The next review is to check with Kernel memory allocations, using vmstat. To narrow our search down to the effects on the pf state table we check the entry for pfstatepl.

Below, we grab the lines with state or Fail (so we can get the column headers)

# vmstat -m | grep -E "state|Fail"
Name      Size  Requests  Fail   InUse Pgreq Pgrel Npage Hiwat Minpg Maxpg  Idle
pfstatepl  296  213123877 209235  5075  1050     0  1050 1050     0   2308   526
pfstatekeypl 
pfstateitempl

pfstatepl is the label for memory allocated for the struct pf_state (/usr/src/sys/net/pf_ioctl.c) The failures do seem to be significant.

From the manpage: vmstat(8)

vmstat - report statistics about kernel activities

-m    Report on the usage of kernel dynamic memory listed first by size
      of allocation and then by type of usage

Hidden Tables

[Ref: pf question about tables derived from interface groups, pfctl]

From the manpage: pfctl

-g   Include output helpful for debugging.

The -g command-line option displays more debug information, a useful case is seeing hidden table entries that can be very useful in identifying more information about your configuration.
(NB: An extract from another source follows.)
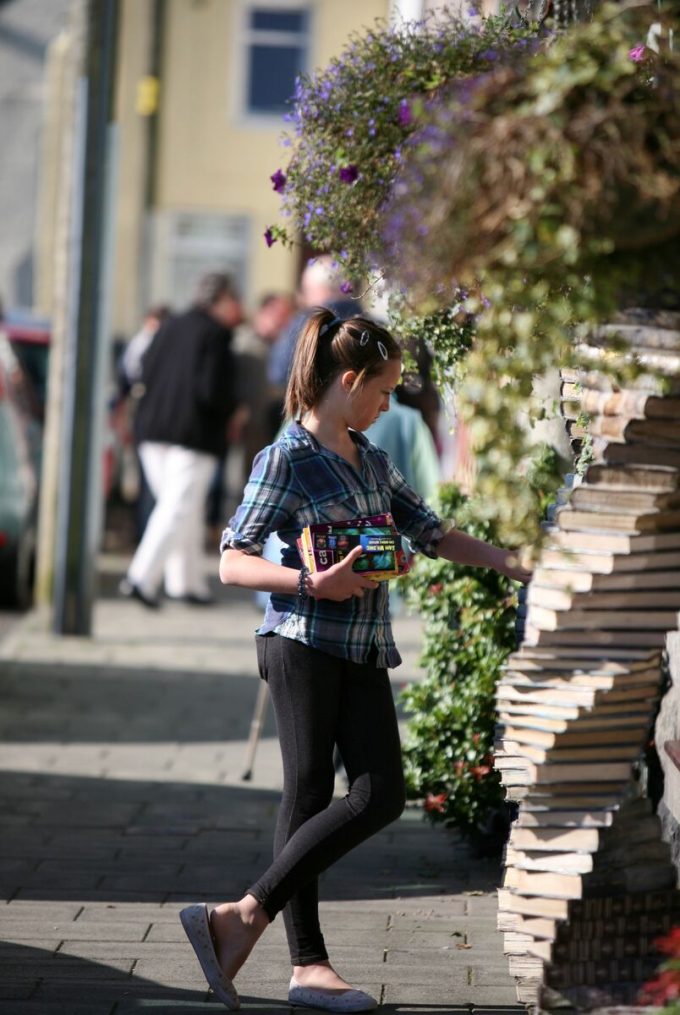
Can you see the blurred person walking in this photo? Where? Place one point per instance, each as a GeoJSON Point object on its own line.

Combining -g with -sT will show all the tables, including “internal” tables used by PF.

# pfctl -g -sT
bnx0:network
carp0:0
carp1
carp1:0
carp2

The display of “internal/hidden” tables is very interesting, and helps us answer questions we’ve always had, but never really considered asking, such as:

  • What IP Address am I giving “PF” when I tell it to send out interfaceX
  • What ip range do I get when I specify interfaceX:network

To access the ‘internal/hidden’ table entries, you have to use the hidden “_pf” anchor, such as:

# pfctl -a _pf -T show -t carp0:0
192.168.0.1
IPv6-Address

Queues

It’s nice to have PF queues, but how do you know that your theory is actually operational ? systat queues displays a screen of your queues and statistics relating to it’s use.

# systat queues

From the manpage: systat(1)

queues		Display statistics about the active altq(9) queues, similar
			to the output of pfctl -s queue

Packet Throughput / Failure

The OpenBSD network stack has been tuned by the OpenBSD developers. If, after careful analysis of your network performance you determine a bottle-neck, please attempt to understand the differing relation between knobs before tweaking. After all, it works better for your system if you understand why features work.

# pfctl -vvsi | grep congestion

The network devices maintain quite a number of records which we can get at, to provide an overview of some of the network traffic. One issue that is important to keep track of, is dropped packets.

# netstat -s | grep -E "(output packets dropped|:$)" | grep -v " .*:"
ip:
		XY output packets dropped due to no bufs, etc.
		...
ip6:
		MN output packets dropped due to no bufs, etc.

To find out what we think is the cause for the dropped packets,

# netstat -s | grep -E "(dropped|:$)" | grep -v " .*:"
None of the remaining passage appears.